[A Verdade é Raiz de Dois]
Simples registro de viagem. Passavam uns minutos das duas horas da manhã, quando cheguei... Voltei de um território perdido no espaço-tempo. Tudo tão nítido, tão nítido que ainda estou a me recuperar das visões, dos sons, das cores... nem dou conta de falar tudo!
Choveu forte lá.
O estrondo das águas nas pedras da cachoeirinha logo após o pesado aguaceiro. As enxurradas correndo pelos trieiros sinuosos que o gado faz nas invernadas. Por sobre o mundo surgido da tempestade, o sol, o ouro do sol caindo, lambilento, sobre as coisas. O verde ainda mais verde do capim, e das copas das árvores. O canto alegre do joão-de-barro celebrando a estiagem. O piado langoroso dos anus brancos. O meu olhar levado à distâncias infinitas pelo canto do pássaro-preto. A farra das maritacas no galhos mais altos da paineira. Sob as árvores do quintal, as frutas derrubadas pela tempestade. Montões de folhas, galhos quebrados... mas logo a Natureza conserta tudo: muda do que era, para o que agora é, e pronto! E nos raios dos sol coados por entre as árvores, vejo marimbondos voando sobre a casa derrubada no chão... o que fazer... a casinha deles destruída, não vai servir mais... e o pior é que vem mais chuva, a três-potes está piando lá longe no brejo dos fundos do quintal. Não sei não... se esses marimbondos se salvam! Na cozinha, acabam de coar um café; tem pão-de-queijo, biscoito de polvilho, manteiga amarelinha... huumm... esqueço os marimbondos sem casa, hão de dar um jeito, e corro lá! A chuva passou, trovoada ribomba longe, bem longe da Barreirão!

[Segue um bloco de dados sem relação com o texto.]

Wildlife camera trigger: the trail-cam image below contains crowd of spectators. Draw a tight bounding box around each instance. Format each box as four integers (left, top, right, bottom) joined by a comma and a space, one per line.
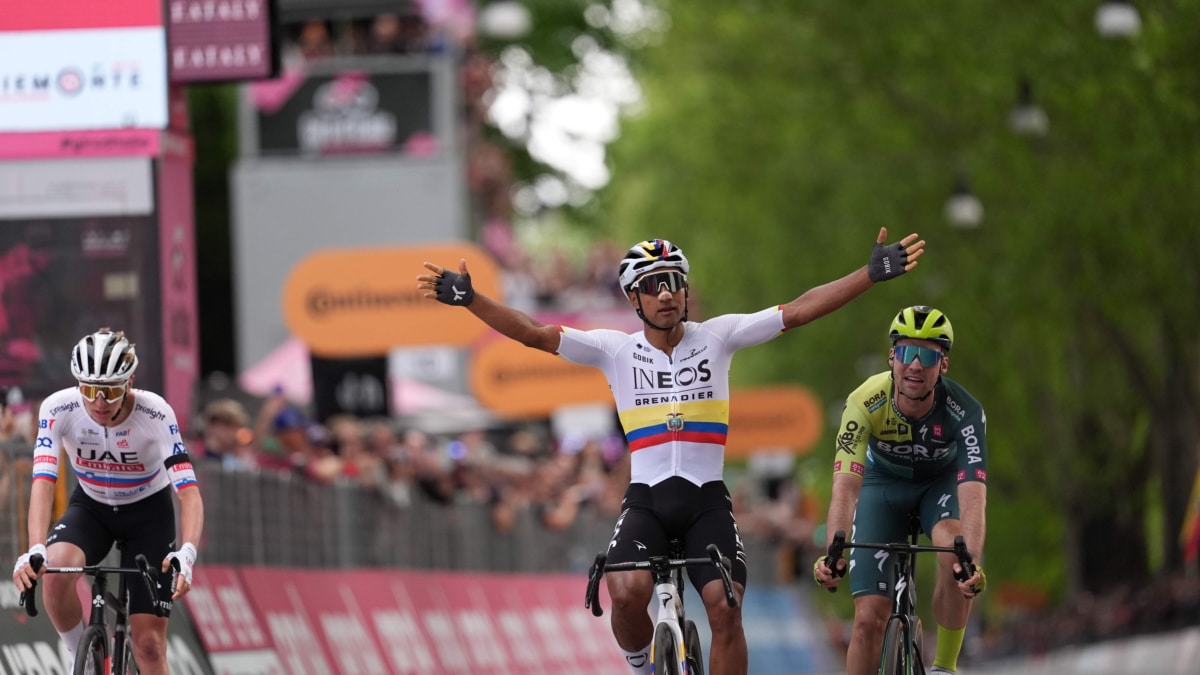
190, 395, 629, 531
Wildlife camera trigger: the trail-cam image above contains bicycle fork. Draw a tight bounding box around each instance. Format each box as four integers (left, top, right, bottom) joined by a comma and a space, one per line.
88, 574, 131, 675
650, 581, 689, 675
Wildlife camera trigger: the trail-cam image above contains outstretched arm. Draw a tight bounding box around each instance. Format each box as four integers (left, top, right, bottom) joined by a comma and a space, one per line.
416, 259, 559, 353
784, 227, 925, 329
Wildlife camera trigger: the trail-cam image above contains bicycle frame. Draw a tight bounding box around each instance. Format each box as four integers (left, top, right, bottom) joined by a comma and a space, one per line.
583, 540, 738, 675
824, 519, 974, 675
19, 554, 174, 674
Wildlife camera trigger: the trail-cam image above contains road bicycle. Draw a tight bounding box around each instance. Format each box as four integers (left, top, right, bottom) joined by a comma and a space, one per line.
824, 515, 974, 675
20, 542, 179, 675
583, 539, 738, 675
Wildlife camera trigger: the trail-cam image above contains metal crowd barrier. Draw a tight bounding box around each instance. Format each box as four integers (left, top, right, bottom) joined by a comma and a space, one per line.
0, 443, 776, 584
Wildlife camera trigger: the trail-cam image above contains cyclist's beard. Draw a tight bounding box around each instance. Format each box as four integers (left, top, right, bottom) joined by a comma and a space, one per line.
888, 369, 942, 402
637, 288, 688, 330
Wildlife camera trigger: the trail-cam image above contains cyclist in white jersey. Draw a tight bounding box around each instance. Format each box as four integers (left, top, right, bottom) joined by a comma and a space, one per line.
416, 228, 925, 675
13, 328, 204, 675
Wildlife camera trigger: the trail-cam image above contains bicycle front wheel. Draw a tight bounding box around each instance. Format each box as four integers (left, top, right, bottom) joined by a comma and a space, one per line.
683, 620, 704, 675
652, 623, 683, 675
72, 626, 108, 675
880, 616, 924, 675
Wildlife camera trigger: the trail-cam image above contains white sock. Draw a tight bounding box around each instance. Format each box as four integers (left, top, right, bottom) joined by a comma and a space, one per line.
620, 645, 652, 675
59, 621, 83, 657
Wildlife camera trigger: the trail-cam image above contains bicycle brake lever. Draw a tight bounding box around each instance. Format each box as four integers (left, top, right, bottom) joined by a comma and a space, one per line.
583, 552, 608, 616
826, 530, 846, 593
17, 554, 46, 616
954, 534, 974, 581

Pois é... e aqueles marimbondos... salvam-se? Não sei não é se me salvo eu de uma viagem assim! Olha que foi duro, foi duro mesmo... fiquei ali, no quarto escuro, sentado num banquinho, apalpando-me, refazendo-me, juntando idéia ao lado de idéia, a lucidez (que lucidez??) voltando como se... ah, nem sei! Parece que fui mesmo até àquele ponto do universo em que o mundo da Fazenda Barreirão está vigente, tal como era quando abri os olhos da captação das coisas.
E depois, fiquei pensando... se eu tivesse morrido sem acordar, aquele mundo teria se afastado do planeta Terra para a vastidão do esquecimento. O esquecimento verte, sim, verte coisas para o Nada. Simples assim! Aquele mundo é só meu. Aqui, contei uma parte, só uma parte dele, porque tudo, tudinho mesmo, ninguém consegue contar. Se tentar, a gente falseia, a verdade nunca é inteira como o um, o dois, o três... a verdade é raiz de 2 — um que conta, outro que escuta — logo, é sempre inexata! Será? Só os loucos afirmam coisas, só os loucos! Das coisas, o tudo não existe. Existem partes... ainda bem!